Book 4:22 (A.D. 24) “About the same time Plautius Silvanus, the praetor, for unknown reasons, threw his wife Apronia (The Elder) out of a window. When summoned before the emperor by Lucius Apronius, his father-in-law, he replied incoherently, representing that he was in a sound sleep and consequently knew nothing, and that his wife had chosen to destroy herself. Without a moments delay Tiberius went to the house and inspected the chamber, where were seen the marks of her struggling and of her forcible ejection. He reported this to the Senate, and as soon as judges had been appointed, Urgulania, the grandmother of Silvanus, sent her grandson a dagger. This was thought equivalent to a hint from the emperor, because of the known intimacy between Augusta and Urgulania. The accused tried the steel in vain, and then allowed his veins to be opened.” (This is the event that sparked the bitter feud that runs through my novel.)

Book 4:73 (A.D. 29) “As soon as this was known to Lucius Apronius, proprietor of Lower Germany, he summoned from the Upper province the legionary veterans, as well as some picked auxiliary infantry and cavalry. Instantly conveying both armies down the Rhine, he threw them on the Frisii, raising at once the siege of the fortress and dispersing the rebels in defence . . . in the panic of the fugitives. Apronius entrusted the rest of the auxiliaries to Cethegus Labeo, the commander of the fifth legion, but he too finding his men’s position critical and being in extreme peril, sent messages imploring the whole strength of the legions. The soldiers of the fifth sprang forward, drove back the enemy in a fierce encounter, and saved our cohorts and cavalry, who were exhausted by their wounds. But the Roman general did not attempt vengeance or even bury the dead, although many tribunes, prefects, and first-rank centurions had fallen. Soon afterwards it was ascertained from deserters that nine hundred Romans had been cut to pieces in a wood called Braduhenna’s after prolonging the fight to the next day, (The Frisians became German heroes for defeating the Romans but news of the defeat was suppressed in Rome.)

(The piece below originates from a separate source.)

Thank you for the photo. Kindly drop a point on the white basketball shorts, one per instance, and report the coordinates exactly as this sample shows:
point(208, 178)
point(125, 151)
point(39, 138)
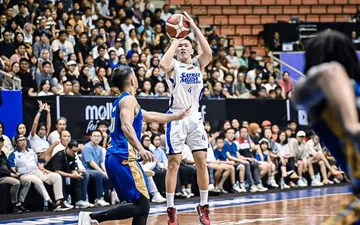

Book 6:30 (A.D. 34) “Gaetulicus at this time was in charge of the legions of Upper Germany, and had won from them singular affection, as a man of unbounded kindness, moderate in his strictness, and popular even with the neighbouring army through his father-in-law, Lucius Apronius. (Gaetulicus was married to Lucius’s daughter, Apronia the Younger.)

Book 11:19 (A.D. 47) “The Frisians, who had been hostile or disloyal since the revolt which had been begun by the defeat of Lucius Apronius, gave hostages and settled down on territories marked out by Corblo, who at the same time, gave them a senate, magistrates, and a constitution.” (Defeat of Lucius Apronius was in A.D. 29 – see above.) (Corbulo was Cnaeus Domitius Corbulo II, imperial governor of Lower Germany.)

In addition to the Lucius Apronius references in The Annals, there is also a mention in The Roman History by C. Velleius Paterculus, translation by Frederick W. Shipley, 1924. It can be found on the Lacus Curtius website

Book II:116  “In the Dalmatian war Germanicus, who . . . And Lucius Apronius, who shared in the achievements of Postumus, earned by the distinguished valour which he displayed in this campaign also, the honours which he actually won shortly afterwards.”

From the chapter extracts above, it is apparent that the career of Lucius Apronius had many vicissitudes of fortune that ranged from the award of a Triumph in A.D. 15 (a great and prestigious honor later reserved only for emperors) to a shameful defeat by the Frisians in A.D. 29. He was an imperfect man in an imperfect world who somehow managed to survive through the dangerous and turbulent imperial regimes of Augustus, Tiberius, Caligula and Claudius.